III generation beta-blockers in the treatment of cardiovascular diseases

CC dossier

Savely Barger (MOSCOW),

cardiologist, candidate of medical sciences. In the 1980s, he was one of the first scientists in the USSR to develop a technique for diagnostic transesophageal cardiac pacing. Author of manuals on cardiology and electrocardiography. He is the author of several popular books devoted to various problems of modern medicine.

It is safe to say that beta-blockers are first-line drugs for the treatment of many diseases of the cardiovascular system.

Here are some clinical examples.

Patient B., 60 years old, suffered an acute myocardial infarction 4 years ago. Currently, he is bothered by characteristic compressive pain behind the sternum during light physical exertion (with a slow pace of walking he can walk no more than 1000 meters without pain). Along with other medications, he receives bisoprolol 5 mg morning and evening.

Patient R., 35 years old. At the appointment, he complains of constant headaches in the occipital region. Blood pressure 180/105 mm Hg. Art. Treatment with bisoprolol is carried out at a daily dosage of 5 mg.

Patient L., 42 years old, complained of interruptions in the work of the heart, a feeling of “fading” of the heart. During daily ECG recording, frequent ventricular extrasystoles and episodes of “jogs” of ventricular tachycardia were diagnosed. Treatment: sotalol 40 mg twice daily.

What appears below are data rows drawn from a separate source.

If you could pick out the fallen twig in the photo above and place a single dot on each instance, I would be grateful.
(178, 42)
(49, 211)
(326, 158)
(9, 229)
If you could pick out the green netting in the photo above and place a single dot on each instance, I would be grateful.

Patient S., 57 years old, suffers from shortness of breath at rest, attacks of cardiac asthma, decreased performance, and swelling in the lower extremities, which worsens in the evening. Ultrasound examination of the heart revealed diastolic dysfunction of the left ventricle. Therapy: metoprolol 100 mg twice a day.

In such diverse patients: coronary heart disease, hypertension, paroxysmal ventricular tachycardia, heart failure - drug treatment is carried out with drugs of the same class - beta-blockers.

Beta-adrenergic receptors and mechanisms of action of beta blockers

There are beta1-adrenergic receptors located mainly in the heart, intestines, kidney tissue, adipose tissue, and to a limited extent in the bronchi. Beta2-adrenergic receptors are found in the smooth muscles of blood vessels and bronchi, in the gastrointestinal tract, in the pancreas, and to a limited extent in the heart and coronary vessels. No tissue contains exclusively beta1 or beta2 adrenergic receptors. In the heart, the ratio of beta1- and beta2-adrenergic receptors is approximately 7:3.

Table 1. Main indications for the use of beta-blockers

The mechanism of action of beta blockers is based on their structure, similar to catecholamines. Beta blockers act as competitive antagonists of catecholamines (adrenaline and norepinephrine). The therapeutic effect depends on the ratio of the concentration of the drug and catecholamines in the blood.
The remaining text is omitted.